In a recent blog, we have discussed the notion of culture fit and the increased perception that hiring for similar personalities and like demographics has become a double-edged sword. It is not an uncommon belief that culture fit has become a thinly-veiled excuse for ageism with hiring managers actively working to dispel this notion. There are other dangers, though, that applicants face from the very outset.

Hiring managers, interview screeners and HR generalists have various methods in place to identify those who will reach the next stage of the hiring process. Unfortunately, it is nearly impossible for an applicant to guess how to correctly position themselves.

Experience and salary requirements.
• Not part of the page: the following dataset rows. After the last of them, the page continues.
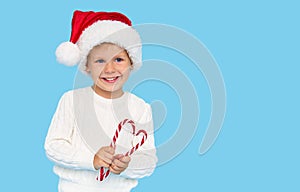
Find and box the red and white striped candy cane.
[96,119,148,181]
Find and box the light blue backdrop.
[1,0,299,191]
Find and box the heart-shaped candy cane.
[96,119,148,181]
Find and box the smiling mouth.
[100,76,120,83]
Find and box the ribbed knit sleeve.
[120,103,158,179]
[44,91,96,171]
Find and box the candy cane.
[96,119,148,181]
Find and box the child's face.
[86,43,132,98]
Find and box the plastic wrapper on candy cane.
[96,119,148,181]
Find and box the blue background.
[1,0,299,191]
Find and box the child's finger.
[112,159,126,168]
[102,156,113,165]
[104,146,115,154]
[114,154,124,159]
[94,155,110,169]
[109,163,124,174]
[119,156,131,163]
[99,160,110,168]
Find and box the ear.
[85,64,91,73]
[129,62,134,70]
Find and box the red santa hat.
[55,10,142,72]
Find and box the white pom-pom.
[55,42,81,66]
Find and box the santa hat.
[55,10,142,72]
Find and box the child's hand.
[109,154,131,175]
[93,146,115,170]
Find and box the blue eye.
[115,58,124,62]
[96,59,105,64]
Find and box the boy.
[45,10,157,192]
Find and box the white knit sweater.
[45,87,157,192]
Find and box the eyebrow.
[114,51,127,56]
[90,50,128,60]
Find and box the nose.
[103,61,116,73]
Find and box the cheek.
[89,67,104,80]
[121,70,131,80]
[119,64,131,73]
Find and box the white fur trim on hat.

By answering these two questions honestly, an applicant might unwittingly remove themselves from consideration.

Many applicants come to a new job to pursue a new career or perhaps life circumstances have changed and they can work for less money – meaning less stress. These are only two of the possible scenarios that might make a candidate look like he or she has far overstepped the experience requirements of the current job posting.

In a recent LinkedIn post, the author highlights several possible reasons why having experience might be a detriment to getting a new job.

  • Hiring managers worry that you’ll get bored and leave.
  • Supervisors might be concerned that they cannot instruct or discipline someone with more experience than they have.
  • Supervisors might see you as eventual competition.
  • You might challenge managers on their leadership direction.
  • A younger supervisor might feel as if you are judging their decisions.

While none of these factors might be true in your case, they might subconsciously influence a hiring manager’s decisions. This mindset can be devastating, so it is crucial that applicants understand the unconscious biases they could be potentially facing through the hiring process. Employment law is a complex legal area and it is wise to understand your options and any unfair procedures you are up against.